豊かさを求める活動、世界中を飛行機で移動すること、他人と比較し、より自由を求める意識、これらすべてを国家が統一的な権力に基づいて瞬く間に制限した。憲法にさえ明記されている、移動の自由を欧米諸国は奪った。その様子は、中国の独裁体制に近い道を通らねば、ウイルスによる破滅的な無秩序と混乱に対抗できないという事実を突きつけたのです。
ここには、自由と義務をめぐる高度な緊張関係がありました。欧米諸国のロックダウンには、「自由は無秩序にならない限りで保障されている」、という強いメッセージが込められていた。平時でないからこそ、自由とは何かという問いが頭在化したのです。

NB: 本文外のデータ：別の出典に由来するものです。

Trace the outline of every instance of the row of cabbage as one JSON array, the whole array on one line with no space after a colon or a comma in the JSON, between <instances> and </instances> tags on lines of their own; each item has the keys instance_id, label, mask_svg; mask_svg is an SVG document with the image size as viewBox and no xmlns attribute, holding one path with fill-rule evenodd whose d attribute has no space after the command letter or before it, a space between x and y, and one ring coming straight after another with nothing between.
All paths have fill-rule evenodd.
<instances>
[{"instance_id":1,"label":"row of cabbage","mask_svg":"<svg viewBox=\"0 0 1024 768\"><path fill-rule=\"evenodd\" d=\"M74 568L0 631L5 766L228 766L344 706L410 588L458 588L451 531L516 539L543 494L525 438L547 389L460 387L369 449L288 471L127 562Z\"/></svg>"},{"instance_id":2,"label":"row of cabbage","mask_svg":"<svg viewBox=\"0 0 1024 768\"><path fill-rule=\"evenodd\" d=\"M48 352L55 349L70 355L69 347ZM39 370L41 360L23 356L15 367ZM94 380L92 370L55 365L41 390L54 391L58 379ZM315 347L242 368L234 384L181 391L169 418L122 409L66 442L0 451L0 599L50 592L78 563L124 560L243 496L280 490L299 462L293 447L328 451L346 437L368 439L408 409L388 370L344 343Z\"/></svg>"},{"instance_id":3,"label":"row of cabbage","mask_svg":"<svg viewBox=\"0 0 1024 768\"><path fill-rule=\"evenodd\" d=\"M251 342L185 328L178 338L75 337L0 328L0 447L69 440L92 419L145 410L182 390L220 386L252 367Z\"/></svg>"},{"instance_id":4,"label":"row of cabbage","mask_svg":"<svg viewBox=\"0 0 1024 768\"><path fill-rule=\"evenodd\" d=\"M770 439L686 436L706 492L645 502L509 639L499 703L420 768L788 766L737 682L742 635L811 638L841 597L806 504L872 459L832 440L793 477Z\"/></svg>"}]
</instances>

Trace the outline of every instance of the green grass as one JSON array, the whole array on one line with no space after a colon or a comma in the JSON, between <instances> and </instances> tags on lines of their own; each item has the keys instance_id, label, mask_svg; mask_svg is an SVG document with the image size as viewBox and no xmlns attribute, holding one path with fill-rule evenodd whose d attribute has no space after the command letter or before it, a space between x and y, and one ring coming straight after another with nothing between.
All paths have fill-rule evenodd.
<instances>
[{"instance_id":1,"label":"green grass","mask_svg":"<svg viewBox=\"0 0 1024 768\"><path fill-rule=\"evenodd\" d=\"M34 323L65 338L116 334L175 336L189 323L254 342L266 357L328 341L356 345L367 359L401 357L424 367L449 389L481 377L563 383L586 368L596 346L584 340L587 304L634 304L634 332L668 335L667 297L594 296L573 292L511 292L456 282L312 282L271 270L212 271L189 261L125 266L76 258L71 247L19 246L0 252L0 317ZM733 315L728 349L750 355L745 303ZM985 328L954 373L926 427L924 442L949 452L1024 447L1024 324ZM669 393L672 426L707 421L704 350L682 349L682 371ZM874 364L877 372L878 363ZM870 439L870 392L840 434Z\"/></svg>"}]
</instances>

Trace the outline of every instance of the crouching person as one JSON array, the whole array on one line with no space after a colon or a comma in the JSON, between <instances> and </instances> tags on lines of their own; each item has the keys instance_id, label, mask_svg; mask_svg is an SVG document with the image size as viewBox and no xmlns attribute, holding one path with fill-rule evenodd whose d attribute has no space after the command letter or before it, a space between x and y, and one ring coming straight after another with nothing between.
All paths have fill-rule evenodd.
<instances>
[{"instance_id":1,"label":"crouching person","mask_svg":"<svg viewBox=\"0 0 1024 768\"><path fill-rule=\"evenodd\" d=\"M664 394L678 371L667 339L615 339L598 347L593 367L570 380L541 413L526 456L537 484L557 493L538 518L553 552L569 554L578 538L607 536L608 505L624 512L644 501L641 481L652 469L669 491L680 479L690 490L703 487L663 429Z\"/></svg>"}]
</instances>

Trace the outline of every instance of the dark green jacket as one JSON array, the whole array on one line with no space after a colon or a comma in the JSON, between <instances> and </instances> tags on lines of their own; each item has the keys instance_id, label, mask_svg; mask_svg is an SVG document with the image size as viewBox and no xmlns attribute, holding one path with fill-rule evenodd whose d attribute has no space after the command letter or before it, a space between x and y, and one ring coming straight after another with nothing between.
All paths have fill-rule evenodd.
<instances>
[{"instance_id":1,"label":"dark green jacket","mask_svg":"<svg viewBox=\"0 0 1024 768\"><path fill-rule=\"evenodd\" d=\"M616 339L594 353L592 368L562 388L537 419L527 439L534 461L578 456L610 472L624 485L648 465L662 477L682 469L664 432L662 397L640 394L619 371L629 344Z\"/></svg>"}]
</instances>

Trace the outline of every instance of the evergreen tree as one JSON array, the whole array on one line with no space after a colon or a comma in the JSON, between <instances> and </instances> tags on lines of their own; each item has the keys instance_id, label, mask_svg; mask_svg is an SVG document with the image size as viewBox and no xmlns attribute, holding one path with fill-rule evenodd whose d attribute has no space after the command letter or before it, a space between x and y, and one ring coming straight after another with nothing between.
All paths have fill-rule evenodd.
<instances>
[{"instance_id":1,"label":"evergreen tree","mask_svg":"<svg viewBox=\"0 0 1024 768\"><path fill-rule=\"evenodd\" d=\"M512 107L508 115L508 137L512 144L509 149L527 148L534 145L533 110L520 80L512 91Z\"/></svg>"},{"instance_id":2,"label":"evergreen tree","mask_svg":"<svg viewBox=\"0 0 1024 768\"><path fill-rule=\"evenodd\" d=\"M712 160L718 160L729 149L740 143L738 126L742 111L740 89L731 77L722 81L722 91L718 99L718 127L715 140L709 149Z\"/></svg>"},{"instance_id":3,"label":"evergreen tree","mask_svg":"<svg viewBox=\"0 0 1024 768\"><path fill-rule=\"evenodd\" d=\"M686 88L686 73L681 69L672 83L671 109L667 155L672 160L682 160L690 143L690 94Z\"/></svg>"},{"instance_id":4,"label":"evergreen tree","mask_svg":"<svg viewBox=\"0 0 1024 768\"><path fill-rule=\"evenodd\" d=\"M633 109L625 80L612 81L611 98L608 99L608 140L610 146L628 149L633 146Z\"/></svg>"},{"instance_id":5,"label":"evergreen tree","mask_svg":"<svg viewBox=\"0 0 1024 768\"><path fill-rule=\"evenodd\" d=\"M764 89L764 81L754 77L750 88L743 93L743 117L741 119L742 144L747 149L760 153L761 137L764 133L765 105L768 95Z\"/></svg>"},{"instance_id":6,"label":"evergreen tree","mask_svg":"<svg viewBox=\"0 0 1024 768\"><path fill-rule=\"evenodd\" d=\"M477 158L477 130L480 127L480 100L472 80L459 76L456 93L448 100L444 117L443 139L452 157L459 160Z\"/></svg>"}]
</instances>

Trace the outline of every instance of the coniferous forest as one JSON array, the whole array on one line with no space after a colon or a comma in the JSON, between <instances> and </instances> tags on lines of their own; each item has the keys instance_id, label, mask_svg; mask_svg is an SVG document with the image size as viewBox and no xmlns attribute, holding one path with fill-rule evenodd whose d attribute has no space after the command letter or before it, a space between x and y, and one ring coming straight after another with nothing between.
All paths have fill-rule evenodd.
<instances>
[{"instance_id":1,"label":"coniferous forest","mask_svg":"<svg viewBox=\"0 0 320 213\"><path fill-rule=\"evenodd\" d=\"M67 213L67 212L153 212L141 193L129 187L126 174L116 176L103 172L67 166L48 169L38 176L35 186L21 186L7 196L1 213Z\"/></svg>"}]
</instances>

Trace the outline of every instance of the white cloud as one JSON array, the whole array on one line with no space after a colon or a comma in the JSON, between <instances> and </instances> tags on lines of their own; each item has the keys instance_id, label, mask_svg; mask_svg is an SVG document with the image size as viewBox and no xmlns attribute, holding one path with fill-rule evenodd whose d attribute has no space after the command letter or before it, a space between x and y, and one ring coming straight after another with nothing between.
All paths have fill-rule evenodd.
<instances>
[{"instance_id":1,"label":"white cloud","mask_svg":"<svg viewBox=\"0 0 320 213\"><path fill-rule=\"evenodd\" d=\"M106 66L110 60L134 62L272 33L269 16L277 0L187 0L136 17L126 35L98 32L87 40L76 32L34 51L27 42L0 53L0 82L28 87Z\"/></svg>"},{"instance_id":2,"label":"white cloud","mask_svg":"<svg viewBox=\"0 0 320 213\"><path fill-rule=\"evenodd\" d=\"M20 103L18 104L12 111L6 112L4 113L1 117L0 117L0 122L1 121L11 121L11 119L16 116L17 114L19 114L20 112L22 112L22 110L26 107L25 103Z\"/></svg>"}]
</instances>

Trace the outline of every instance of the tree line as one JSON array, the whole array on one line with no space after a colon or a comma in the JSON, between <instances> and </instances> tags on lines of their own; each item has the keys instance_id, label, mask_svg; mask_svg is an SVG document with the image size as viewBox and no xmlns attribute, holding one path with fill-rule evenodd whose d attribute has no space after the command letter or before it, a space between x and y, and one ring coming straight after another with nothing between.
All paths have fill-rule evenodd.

ところが、一方の日本はどうだったでしょうか。ここでもわが国は日本流のあいまいさで逃げ切ろうとした。よくも悪くも、自由とは何かが真剣に問われることはなかったのです。
プライバシーを絶叫する自由と、非常時に弱者が飯を食い、虐待を防ぐための「自由」がある。
私たちはいずれかを選択せねばならない。
そして結局のところ、自由と「自由」いずれを選ぶのかは、その国の国民の価値観、つまり文化や死生観に関わるものだと思うのです。
現在の日本国民は、非常時に多少の犠牲などお構いなく、弱者の困窮を見過ごしてもなお死守したいプライバシーを抱えているのでしょうか。あるいは逆に、私権の一部を供したとしても、身を寄せ合う四人家族が飯を食い、おもちゃを買い、泣き声ではなく笑い声が聞こえてくる光景の方を望むのか。
筆者自身は後者のような「自由」に基づく死生観をもった人間でありたいと思います。
すなわち、人間には「絶対的な自由」などありえないということ、自らが生きる時代と場所(国家)という制約を受け入れざるをえない、ということに私たちは気づくべきなのです。
◇
先崎氏の『プライバシーを絶叫する自由と、非常時に弱者が飯を食い、虐待を防ぐための「自由」がある』と言う表現は言い得て妙だと思います。特にカギ括弧付きの「自由」は、平時慣れしている我々に問題を突きつけているようです。
確かに自由には義務を伴います。そしてそれは緊急事態ほど重要になってきます。平時の自由を守るためにも、緊急事態下では国民としては自粛の義務、政府としては支援の義務があり、その支援の円滑運用のためにも、個人の私権の制限も必要だと思います。
あの自由を超え高に叫んできたフランスやイギリス、そしてアメリカでも私権制限の最たるロックダウンを繰り返し実施しました。日本は緊急事態での対応は自粛要請だけで、周回遅れでした。その最大の要因は「プライバシーを絶叫する自由」の立役者、左翼メディアと野党だとつくづく思いました。
そして彼らは、自分たちの言論の自由は絶叫するのに、政府与党の言論の自由は封殺する、ダブスタの典型例です。そして今、その彼らの前で政府側は「前言撤回、陳謝」を繰り返しています。「何を言う、俺の言うことを聞けなければおまえが代わりに言ってみろ」という位の、腰の据わった政治家が政府与党にほしいですね。石原慎太郎氏が懐かしく思えます。